When you work with the COW, you will make your calculations by hand as usual, but you will be entering your answers into the computer. There are certain simple rules you must follow when typing in numbers or formulas. For example, how do you type in an exponent, such as "x squared" or "square root of 3"? The answers:

  • For "x squared" type x^2 ... the ^ indicates exponents.
  • For "square root of 3" type sqrt(3) or 3^(1/2).
Answers to questions like these can be found by clicking on the buttons on the left side of this Overview page; there are some help pages on typing formulas and a chance to practice, and there are some easy sample modules to introduce you to the COW's style.

Click on Typing Help for a little more detail and help.

The Reporter

Instructors in classes registered with the COW have access to the Reporter, a convenient web utility for assigning homework to a class, and generating reports on their work. The Reporter's processes are described in the Instructor Manual, accessible after logging in to the Reporter. The procedure is intuitive and requires no programming or special language. COW-registered instructors just fill in boxes and click on buttons.

Class Lists

Once a class list has been installed in electronic form in the COW system, its enrolled students will be registered and the instructor will be recognized. Classlists may be entered by instructors into the COW, and they can add and remove students individually from their classlist.

Assignments and Reports

Beyond classlist management, the Reporter has two main functions:

  • Creating and assigning COW homework for a class
  • Reporting scores on the homework or other COW work
When an instructor logs in to the Reporter, a list of the courses under his or her supervision is displayed (often just one course) in the left hand column of a table. The second column contains the list of existing assignments for each course. The third column contains a number of buttons controlling the various actions of the Reporter.

Homework Design

Instructors can create their own homework assignments and assign them to their class. To create an assignment for a given class, an instructor chooses a name and due date for the assignment, and then navigates to the appropriate section of a special index. This index lists next to each module all the problems of the module with levels of difficulty indicated. The instructor then selects problems and saves the assignment. It is automatically published to the students in that class.
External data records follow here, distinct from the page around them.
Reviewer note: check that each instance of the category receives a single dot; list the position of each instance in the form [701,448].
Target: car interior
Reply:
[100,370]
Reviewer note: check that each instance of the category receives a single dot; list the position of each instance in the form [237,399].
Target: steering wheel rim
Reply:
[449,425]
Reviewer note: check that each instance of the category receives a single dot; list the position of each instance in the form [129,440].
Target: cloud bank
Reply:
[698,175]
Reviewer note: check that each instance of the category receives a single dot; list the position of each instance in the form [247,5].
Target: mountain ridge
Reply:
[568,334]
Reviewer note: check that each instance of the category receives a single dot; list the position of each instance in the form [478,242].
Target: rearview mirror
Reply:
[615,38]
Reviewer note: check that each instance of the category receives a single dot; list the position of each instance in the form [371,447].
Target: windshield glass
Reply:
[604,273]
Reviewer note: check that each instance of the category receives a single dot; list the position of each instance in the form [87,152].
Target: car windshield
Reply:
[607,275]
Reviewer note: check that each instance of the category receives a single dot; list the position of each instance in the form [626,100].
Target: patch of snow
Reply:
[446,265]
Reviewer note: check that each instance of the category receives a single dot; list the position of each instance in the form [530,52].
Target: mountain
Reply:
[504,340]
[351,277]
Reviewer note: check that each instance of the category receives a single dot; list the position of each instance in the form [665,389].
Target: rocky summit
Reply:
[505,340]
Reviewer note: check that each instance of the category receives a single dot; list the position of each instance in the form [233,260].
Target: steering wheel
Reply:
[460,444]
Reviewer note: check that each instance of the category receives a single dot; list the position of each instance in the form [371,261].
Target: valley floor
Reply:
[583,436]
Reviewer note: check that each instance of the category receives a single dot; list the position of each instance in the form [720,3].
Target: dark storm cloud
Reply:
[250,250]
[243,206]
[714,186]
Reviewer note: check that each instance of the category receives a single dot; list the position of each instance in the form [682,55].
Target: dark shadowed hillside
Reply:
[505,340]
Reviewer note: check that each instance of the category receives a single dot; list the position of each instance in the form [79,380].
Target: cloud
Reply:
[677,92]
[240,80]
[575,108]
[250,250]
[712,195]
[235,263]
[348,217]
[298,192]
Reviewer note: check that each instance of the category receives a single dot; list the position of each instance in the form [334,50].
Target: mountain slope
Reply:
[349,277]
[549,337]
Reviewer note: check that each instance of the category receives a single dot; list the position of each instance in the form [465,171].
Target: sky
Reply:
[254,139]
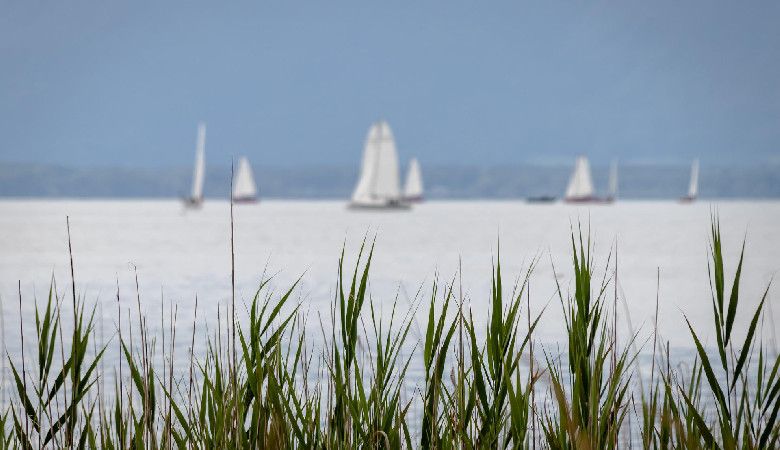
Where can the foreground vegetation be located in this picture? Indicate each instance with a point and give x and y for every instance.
(260, 384)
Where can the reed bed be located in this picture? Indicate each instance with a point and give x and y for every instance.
(261, 384)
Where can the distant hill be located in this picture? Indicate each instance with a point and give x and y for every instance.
(441, 182)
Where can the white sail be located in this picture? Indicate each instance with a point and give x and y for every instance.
(613, 180)
(414, 186)
(693, 188)
(379, 182)
(387, 180)
(580, 183)
(244, 185)
(362, 192)
(200, 165)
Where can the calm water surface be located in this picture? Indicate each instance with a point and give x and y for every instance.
(180, 254)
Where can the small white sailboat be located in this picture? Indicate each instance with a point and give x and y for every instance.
(612, 182)
(413, 189)
(379, 185)
(580, 189)
(196, 194)
(693, 187)
(244, 188)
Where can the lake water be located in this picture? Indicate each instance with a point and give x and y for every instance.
(180, 254)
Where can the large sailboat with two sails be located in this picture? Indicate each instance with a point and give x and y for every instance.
(580, 188)
(379, 185)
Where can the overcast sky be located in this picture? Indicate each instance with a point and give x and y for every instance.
(123, 84)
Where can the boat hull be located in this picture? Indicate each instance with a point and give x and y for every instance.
(542, 199)
(245, 200)
(589, 200)
(192, 203)
(380, 206)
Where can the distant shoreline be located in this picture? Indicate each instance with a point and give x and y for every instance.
(637, 182)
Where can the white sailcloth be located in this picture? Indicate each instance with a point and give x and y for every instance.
(414, 186)
(580, 183)
(693, 188)
(613, 180)
(379, 180)
(200, 164)
(244, 185)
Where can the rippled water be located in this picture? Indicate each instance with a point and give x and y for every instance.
(180, 254)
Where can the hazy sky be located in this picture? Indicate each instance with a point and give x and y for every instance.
(118, 83)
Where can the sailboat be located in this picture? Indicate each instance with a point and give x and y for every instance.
(612, 182)
(413, 189)
(693, 187)
(580, 189)
(244, 189)
(196, 194)
(379, 185)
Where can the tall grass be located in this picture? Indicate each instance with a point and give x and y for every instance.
(261, 384)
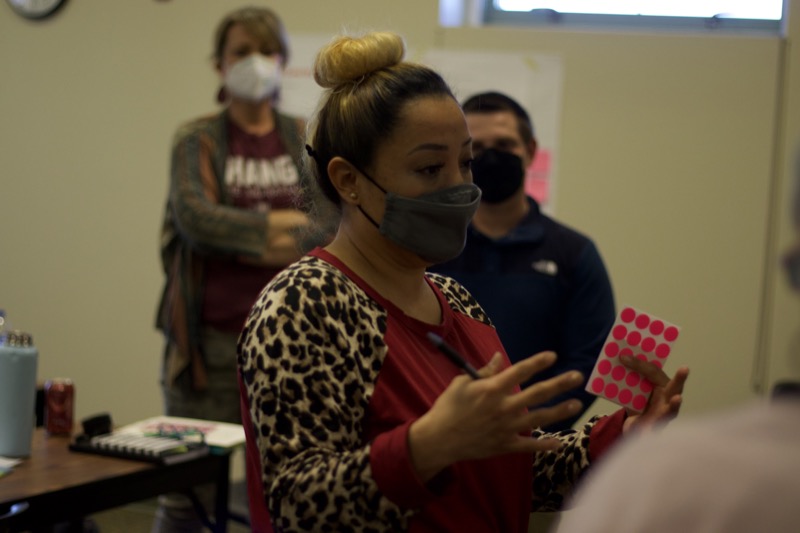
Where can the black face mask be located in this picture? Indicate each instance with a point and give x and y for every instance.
(498, 174)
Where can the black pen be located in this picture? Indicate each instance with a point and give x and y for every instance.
(453, 355)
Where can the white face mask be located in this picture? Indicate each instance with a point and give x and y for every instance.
(253, 78)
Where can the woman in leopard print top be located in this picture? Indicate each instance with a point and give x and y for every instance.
(356, 422)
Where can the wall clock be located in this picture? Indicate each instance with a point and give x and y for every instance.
(35, 9)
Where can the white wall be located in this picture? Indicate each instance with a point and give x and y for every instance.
(673, 156)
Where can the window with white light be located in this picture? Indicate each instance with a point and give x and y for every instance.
(707, 15)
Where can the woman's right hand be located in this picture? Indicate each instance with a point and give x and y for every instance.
(475, 419)
(281, 246)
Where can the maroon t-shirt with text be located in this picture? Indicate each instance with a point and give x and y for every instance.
(259, 175)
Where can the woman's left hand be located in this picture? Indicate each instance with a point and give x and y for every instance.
(665, 401)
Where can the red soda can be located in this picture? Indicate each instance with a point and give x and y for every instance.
(59, 401)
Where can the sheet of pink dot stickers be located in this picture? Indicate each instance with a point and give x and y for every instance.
(638, 334)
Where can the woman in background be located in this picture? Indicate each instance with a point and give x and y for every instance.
(232, 221)
(358, 423)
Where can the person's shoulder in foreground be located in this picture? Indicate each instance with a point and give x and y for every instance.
(736, 471)
(733, 472)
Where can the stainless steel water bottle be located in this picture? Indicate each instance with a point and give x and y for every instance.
(18, 361)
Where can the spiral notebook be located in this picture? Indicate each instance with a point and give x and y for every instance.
(153, 449)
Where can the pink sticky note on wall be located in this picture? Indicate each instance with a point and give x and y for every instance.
(637, 334)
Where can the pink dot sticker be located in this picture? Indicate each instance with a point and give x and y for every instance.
(656, 327)
(639, 402)
(634, 338)
(612, 349)
(611, 391)
(633, 378)
(662, 350)
(648, 344)
(627, 315)
(625, 396)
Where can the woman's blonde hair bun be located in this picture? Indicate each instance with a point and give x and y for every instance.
(349, 59)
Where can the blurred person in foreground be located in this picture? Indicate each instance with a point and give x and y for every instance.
(736, 471)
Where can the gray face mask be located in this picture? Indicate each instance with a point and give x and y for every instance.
(433, 226)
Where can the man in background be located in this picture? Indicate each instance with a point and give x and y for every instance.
(543, 284)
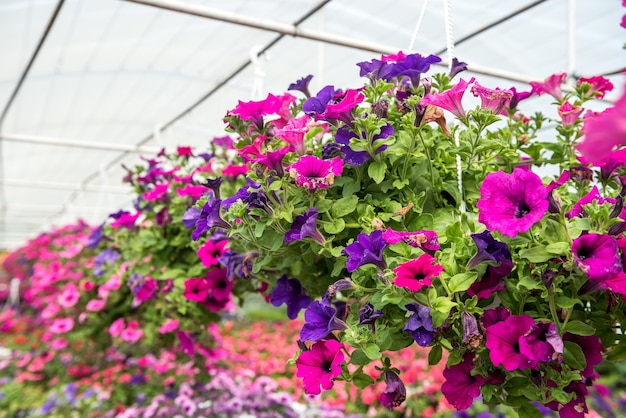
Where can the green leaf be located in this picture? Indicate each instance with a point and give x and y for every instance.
(361, 380)
(536, 254)
(434, 356)
(335, 227)
(344, 206)
(462, 281)
(359, 358)
(376, 171)
(573, 356)
(372, 351)
(579, 328)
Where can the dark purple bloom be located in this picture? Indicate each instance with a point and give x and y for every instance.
(305, 226)
(302, 85)
(489, 249)
(367, 314)
(317, 104)
(251, 194)
(461, 386)
(367, 249)
(357, 158)
(491, 281)
(190, 217)
(209, 218)
(597, 255)
(457, 67)
(320, 321)
(420, 324)
(291, 293)
(413, 67)
(395, 392)
(542, 343)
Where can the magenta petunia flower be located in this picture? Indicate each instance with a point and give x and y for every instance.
(451, 100)
(569, 114)
(461, 386)
(551, 85)
(417, 273)
(196, 289)
(512, 203)
(319, 366)
(503, 342)
(425, 239)
(494, 100)
(604, 132)
(314, 173)
(211, 251)
(597, 255)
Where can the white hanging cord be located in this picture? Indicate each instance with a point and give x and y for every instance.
(450, 48)
(417, 26)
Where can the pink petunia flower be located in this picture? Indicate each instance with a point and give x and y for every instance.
(417, 273)
(169, 326)
(211, 251)
(70, 296)
(319, 366)
(61, 325)
(314, 173)
(551, 85)
(512, 203)
(450, 100)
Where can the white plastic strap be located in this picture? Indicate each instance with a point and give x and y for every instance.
(417, 25)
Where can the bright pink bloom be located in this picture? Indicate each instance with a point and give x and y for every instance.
(503, 342)
(319, 366)
(314, 173)
(417, 273)
(211, 251)
(70, 296)
(293, 133)
(495, 100)
(61, 325)
(192, 190)
(551, 86)
(169, 326)
(132, 333)
(451, 100)
(95, 305)
(604, 132)
(599, 85)
(116, 327)
(196, 289)
(461, 387)
(569, 114)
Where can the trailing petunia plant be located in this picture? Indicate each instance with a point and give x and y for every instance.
(416, 209)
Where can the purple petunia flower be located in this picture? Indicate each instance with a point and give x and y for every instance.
(512, 203)
(503, 342)
(321, 320)
(489, 249)
(208, 218)
(367, 249)
(395, 392)
(461, 386)
(291, 293)
(420, 324)
(597, 255)
(357, 158)
(302, 85)
(304, 226)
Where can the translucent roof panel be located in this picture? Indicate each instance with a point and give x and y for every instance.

There are built in procedures for editing, revising or removing an assignment, or for changing the name or due date. These procedures are quite straight- forward; the hard part is deciding which modules and problems to assign.

Special Due Dates

The Reporter looks at the due date for an assignment when scoring it and reporting on it, and will ignore work done after that date. Occasionally a student has a special reason to need an extension of time to complete an assignment, for illness or other personal matters. Using the Special due date button on the reporter main page, an instructor can change the due date for that student only.


This part of the Reporter utility produces reports on the students' COW work. These reports can be viewed via a browser or e-mailed to the instructor. There are two types of reports currently available:

  • Reports on a COW assignment or on a set of assignments
  • Reports on each student's total COW work up to that point
In the first case, instructors can choose between a simple format which reports only correctly done problems (at most once each) and a fuller format which keeps track of unsuccessful work as well. A report on total COW work will automatically be in the full report form.

One convenient feature of the reporting utility is that reports can be viewed and printed via a browser, or they can be e-mailed automatically to the instructor. An e-mailed report comes in a form which can be fed to a spreadsheet program on the instructor's local computer, so that averages and other analysis can easily be handled.